I’m Zoe and I’m 27 years old. I felt like now was the best time to share my story as we’re fast approaching the 10th anniversary of when my life changed forever. Looking back, I had PoTS like symptoms long before I was rushed to the hospital; but this particular hospital visit in 2011 changed everything.

I was taken in an ambulance with a heart rate of 230bpm and was given an SVT diagnosis immediately. After two heart ablations in as many years, my symptoms were not improving – in fact, they were getting worse. I was given a PoTS diagnosis several years later, by a cardiologist and given a leaflet from the PoTS UK website. That was all the help I was given.
I had begun passing out regularly and my mum was becoming more desperate. She got into contact with a specialist in London who agreed to take me on as an NHS patient. He referred me for many tests, including the tilt table. Again, I was told I had PoTS, but this time was given medication. I’ve tried many medications since, and nothing seems to alleviate my symptoms. My resting heart rate is around 100bpm anyway (due to the SVT), so having PoTS as well isn’t ideal.
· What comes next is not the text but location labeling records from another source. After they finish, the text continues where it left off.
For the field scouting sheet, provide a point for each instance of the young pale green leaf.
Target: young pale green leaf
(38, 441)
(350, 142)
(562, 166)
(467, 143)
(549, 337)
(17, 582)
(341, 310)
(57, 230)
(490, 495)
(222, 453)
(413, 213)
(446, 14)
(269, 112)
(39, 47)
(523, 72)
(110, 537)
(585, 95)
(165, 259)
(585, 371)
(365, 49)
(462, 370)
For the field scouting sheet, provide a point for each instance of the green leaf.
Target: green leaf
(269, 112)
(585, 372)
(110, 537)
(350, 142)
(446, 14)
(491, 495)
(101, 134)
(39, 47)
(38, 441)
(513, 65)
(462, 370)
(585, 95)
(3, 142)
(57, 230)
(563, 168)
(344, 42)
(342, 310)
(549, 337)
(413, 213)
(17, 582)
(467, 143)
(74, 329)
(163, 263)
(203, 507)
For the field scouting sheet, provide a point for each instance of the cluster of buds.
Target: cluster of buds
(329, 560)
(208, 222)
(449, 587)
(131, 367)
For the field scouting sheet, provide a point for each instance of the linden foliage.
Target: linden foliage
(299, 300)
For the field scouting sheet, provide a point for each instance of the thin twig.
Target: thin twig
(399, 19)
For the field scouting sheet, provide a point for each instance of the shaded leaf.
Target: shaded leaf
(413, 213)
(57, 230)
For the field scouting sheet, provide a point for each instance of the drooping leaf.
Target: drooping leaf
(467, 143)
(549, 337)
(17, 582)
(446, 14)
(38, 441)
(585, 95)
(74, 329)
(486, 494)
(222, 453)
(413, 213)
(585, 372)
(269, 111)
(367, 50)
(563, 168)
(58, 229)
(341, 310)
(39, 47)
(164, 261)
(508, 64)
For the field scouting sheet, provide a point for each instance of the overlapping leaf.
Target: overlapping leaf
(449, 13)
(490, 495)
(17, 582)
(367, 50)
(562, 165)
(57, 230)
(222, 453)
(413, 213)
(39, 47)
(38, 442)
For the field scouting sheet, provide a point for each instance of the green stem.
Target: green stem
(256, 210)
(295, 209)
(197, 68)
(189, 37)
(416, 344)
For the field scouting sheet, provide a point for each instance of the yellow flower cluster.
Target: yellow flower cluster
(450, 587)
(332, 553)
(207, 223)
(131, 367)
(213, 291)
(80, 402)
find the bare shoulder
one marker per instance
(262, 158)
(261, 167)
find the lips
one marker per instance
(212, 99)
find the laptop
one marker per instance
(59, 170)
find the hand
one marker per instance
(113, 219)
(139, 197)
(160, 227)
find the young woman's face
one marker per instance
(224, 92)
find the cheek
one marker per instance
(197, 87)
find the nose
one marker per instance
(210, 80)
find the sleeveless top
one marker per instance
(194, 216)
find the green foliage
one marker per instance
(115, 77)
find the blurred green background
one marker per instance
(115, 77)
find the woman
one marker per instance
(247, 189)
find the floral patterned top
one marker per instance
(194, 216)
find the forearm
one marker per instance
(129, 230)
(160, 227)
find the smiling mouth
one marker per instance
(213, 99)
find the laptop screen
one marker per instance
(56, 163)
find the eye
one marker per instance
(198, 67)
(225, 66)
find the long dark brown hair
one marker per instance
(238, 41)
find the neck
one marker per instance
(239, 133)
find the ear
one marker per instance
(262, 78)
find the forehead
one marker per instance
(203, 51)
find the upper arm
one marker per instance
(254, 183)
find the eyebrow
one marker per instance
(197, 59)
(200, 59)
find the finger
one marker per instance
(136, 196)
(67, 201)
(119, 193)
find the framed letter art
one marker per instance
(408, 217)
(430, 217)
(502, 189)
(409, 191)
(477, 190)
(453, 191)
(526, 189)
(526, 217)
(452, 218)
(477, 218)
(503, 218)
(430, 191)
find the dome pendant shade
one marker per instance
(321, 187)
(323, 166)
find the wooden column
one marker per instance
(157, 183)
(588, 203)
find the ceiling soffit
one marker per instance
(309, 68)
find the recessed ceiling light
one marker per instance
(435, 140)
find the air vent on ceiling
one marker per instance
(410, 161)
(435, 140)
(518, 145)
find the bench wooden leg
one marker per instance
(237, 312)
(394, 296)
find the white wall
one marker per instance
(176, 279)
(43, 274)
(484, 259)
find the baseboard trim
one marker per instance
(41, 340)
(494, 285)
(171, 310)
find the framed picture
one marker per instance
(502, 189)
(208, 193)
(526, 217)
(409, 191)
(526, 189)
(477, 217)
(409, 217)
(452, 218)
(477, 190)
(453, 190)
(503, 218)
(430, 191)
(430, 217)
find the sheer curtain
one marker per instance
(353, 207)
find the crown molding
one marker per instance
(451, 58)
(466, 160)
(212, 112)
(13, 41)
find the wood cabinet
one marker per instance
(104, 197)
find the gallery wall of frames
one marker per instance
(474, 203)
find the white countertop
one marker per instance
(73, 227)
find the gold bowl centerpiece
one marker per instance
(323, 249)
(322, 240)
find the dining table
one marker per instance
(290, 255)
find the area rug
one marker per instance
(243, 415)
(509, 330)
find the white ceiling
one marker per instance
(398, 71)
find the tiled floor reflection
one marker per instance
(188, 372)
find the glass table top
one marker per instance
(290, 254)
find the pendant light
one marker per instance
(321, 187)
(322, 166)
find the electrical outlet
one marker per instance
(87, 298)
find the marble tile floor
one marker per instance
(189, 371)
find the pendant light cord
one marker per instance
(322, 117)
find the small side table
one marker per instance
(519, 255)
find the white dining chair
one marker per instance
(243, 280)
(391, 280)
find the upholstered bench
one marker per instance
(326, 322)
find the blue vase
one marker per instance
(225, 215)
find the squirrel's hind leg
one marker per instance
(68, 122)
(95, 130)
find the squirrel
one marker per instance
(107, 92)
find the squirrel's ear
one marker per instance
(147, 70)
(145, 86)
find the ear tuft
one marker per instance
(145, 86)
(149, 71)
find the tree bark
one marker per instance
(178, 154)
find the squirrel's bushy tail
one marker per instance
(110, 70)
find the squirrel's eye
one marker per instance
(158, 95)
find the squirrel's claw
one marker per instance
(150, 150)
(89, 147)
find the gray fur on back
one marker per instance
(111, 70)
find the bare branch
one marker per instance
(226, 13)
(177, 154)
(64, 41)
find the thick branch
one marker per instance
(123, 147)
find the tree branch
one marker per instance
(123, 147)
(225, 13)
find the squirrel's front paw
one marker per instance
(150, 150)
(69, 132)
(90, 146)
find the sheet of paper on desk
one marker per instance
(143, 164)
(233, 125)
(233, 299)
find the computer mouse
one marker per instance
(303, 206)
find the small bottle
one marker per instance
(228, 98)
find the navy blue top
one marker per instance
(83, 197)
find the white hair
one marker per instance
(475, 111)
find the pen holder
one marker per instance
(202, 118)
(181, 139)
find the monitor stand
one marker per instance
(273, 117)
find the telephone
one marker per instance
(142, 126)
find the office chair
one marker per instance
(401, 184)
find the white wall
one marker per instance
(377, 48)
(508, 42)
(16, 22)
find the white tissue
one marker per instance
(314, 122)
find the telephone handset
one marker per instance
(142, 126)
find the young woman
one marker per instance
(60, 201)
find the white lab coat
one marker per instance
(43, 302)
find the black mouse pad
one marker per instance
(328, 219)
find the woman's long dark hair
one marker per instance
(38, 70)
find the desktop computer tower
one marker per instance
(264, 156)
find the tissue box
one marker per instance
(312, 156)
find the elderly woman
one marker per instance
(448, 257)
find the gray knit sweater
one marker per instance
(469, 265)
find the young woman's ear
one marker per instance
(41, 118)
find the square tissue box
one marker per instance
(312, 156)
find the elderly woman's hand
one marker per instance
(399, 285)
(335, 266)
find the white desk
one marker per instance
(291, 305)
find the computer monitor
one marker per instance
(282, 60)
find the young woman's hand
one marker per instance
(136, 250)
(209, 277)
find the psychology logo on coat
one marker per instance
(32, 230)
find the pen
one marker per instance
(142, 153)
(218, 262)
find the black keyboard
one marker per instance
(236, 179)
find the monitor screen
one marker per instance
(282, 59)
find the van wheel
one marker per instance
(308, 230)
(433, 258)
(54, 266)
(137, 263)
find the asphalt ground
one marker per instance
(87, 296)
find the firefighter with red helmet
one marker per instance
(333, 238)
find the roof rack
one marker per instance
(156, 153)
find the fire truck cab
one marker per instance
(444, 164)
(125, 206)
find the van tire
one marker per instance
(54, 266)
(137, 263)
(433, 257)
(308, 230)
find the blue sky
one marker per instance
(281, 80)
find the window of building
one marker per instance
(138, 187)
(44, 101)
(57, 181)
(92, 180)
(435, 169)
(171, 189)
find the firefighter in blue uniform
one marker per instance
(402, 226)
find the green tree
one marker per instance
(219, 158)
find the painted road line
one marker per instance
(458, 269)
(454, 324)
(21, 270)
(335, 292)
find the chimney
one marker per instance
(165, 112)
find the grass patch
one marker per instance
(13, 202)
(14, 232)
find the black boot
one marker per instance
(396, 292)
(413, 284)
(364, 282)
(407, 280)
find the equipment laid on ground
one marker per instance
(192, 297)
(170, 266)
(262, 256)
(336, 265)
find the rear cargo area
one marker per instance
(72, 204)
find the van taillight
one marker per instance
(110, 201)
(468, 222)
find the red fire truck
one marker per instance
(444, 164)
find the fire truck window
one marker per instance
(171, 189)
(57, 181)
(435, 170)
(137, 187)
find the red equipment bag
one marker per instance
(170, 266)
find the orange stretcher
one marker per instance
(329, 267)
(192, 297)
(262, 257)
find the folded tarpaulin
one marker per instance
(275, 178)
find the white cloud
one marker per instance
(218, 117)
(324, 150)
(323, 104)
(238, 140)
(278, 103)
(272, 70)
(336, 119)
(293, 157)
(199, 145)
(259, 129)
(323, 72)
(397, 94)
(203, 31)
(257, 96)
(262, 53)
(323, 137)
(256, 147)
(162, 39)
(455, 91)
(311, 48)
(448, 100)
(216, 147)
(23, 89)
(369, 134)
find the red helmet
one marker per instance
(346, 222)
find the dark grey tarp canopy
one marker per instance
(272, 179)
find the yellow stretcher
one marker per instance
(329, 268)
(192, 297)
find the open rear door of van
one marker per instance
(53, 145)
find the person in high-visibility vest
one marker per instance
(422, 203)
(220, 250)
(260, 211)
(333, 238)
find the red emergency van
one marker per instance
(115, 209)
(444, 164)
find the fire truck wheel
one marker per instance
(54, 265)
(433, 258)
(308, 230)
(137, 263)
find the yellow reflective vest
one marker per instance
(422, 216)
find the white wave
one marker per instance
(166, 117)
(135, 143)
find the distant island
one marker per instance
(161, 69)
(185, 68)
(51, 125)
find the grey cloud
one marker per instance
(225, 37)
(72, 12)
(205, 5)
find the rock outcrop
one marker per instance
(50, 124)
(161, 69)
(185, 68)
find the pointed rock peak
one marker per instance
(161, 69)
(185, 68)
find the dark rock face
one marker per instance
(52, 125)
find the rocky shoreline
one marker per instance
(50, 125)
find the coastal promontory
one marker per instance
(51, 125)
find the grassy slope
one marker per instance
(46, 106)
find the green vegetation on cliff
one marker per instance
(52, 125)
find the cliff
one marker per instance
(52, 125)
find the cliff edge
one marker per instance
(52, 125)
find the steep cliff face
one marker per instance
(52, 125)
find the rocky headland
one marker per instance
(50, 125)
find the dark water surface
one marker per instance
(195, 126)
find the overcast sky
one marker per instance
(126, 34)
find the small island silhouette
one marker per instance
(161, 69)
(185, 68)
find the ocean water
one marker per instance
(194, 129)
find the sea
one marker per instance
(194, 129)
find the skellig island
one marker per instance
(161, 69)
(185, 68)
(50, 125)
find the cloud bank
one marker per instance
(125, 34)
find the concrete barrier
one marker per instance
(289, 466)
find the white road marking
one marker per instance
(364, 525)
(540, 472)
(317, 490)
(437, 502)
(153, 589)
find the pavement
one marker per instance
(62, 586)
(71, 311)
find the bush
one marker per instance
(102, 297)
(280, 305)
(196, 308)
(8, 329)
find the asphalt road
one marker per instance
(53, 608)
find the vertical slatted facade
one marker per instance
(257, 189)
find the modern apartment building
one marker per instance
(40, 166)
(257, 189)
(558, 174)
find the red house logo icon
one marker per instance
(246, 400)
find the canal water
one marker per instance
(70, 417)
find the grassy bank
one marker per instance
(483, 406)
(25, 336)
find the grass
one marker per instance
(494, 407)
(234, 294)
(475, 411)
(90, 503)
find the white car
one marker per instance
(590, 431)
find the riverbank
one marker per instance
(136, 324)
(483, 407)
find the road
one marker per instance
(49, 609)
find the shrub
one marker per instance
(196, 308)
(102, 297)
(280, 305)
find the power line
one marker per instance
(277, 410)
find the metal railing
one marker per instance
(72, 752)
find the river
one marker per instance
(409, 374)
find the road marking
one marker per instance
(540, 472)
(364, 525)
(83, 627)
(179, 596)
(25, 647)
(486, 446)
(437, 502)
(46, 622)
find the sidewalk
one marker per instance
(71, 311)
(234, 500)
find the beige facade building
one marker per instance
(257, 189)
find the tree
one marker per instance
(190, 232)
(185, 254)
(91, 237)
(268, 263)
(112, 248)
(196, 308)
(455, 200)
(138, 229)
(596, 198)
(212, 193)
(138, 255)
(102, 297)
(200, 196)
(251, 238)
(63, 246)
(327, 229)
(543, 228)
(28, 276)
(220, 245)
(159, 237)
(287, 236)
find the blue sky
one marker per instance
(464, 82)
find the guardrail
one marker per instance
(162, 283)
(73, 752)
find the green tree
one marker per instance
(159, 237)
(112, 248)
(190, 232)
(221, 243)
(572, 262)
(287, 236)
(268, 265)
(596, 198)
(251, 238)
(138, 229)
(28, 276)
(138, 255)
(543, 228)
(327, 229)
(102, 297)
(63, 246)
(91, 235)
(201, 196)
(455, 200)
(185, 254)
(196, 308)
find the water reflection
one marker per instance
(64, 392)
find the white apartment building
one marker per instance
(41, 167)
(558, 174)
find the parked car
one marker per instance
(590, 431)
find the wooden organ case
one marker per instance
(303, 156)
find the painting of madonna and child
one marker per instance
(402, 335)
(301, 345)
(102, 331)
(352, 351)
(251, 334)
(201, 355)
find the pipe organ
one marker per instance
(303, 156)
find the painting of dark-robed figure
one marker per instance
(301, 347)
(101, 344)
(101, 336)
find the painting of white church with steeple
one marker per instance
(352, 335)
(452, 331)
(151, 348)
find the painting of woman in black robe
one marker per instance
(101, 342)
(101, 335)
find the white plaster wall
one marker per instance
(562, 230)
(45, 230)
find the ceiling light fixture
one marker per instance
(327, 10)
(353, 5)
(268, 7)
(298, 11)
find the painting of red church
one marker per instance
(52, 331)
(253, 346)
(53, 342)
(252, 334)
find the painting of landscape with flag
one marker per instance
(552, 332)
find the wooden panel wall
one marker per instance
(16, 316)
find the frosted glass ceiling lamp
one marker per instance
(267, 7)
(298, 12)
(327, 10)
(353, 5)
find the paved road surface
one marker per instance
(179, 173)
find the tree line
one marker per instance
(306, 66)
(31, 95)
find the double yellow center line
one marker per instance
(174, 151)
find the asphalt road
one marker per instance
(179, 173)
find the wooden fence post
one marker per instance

I then received an EDS diagnosis and a gluten-intolerant diagnosis too. Both of which are common with PoTS – or so I’ve been told. I’ve had physio, medication, CBT – nothing seems to help. But this is my life now. And although it’s been 10 years into my journey, I’m still not close to acceptance. I’m not sure I ever will be. And that’s okay. I grieve the loss of the life I once had. And that’s okay. I yearn for my symptoms to get better with age. And that’s okay. Any feelings you have throughout your journey are valid.
Oh, and be prepared for many years of people telling you that Pilates or Yoga is a miracle cure!
I never thought they’d be any positives from my diagnosis, but I was wrong. When I was 23, my symptoms deteriorated rapidly. So much so that I had to give up my vocation in childcare. I was bedbound for months and felt like there was no escape from my own personal hell. I started writing down my feelings and filming videos on better days. I started my own YouTube channel and blog. I started my own young adult book subscription box from my bed. I started my own small jewellery company based on books and musicals. I then became a freelancer for a gluten-free and wedding company. I’ve even won awards for my blog and YouTube channel.
So while PoTS has taken away so much from my “normal” life, it’s also helped me to reach for the dreams I didn’t realise I had. I loved reading and writing, and sharing my thoughts with the world. But that isn’t something I ever thought I could make a job from – but now I do it all from the comfort of my bed!
Something I’ve learned over the years is how often we push ourselves until we burn out. People can’t often see how we’re feeling, so we pretend it isn’t happening. You push, and you push, and then you crash. I did this to my body so many times and would end up in bed for weeks at a time. If your body is giving you warning signs to stop, please listen.
PoTS symptoms can be mild, or all-consuming. All of your experiences are valid. I had times when I was 18 where I’d be frustrated if I felt dizzy a few times a week. Nowadays, I’d be grateful to have such mild symptoms! But at the time, it felt like the end of the world. And that’s okay too.
Give yourself time to process what’s happening. Read books. Join groups. Even do charity events (I’ve raised over £2000!). It’s important to understand that although PoTS may be a huge part of you, you are more than just PoTS. You are more than your diagnosis. And however many doors your diagnosis closes, new ones will open. Ones you may not realise have ever been available to you.
Whether you’re reading this in your office at work, with your legs propped up on your wall, or while checking your heart rate for the 10th time today, just know that you’re doing amazing. We all are. We’re PoTS warriors. And I’m proud to be one.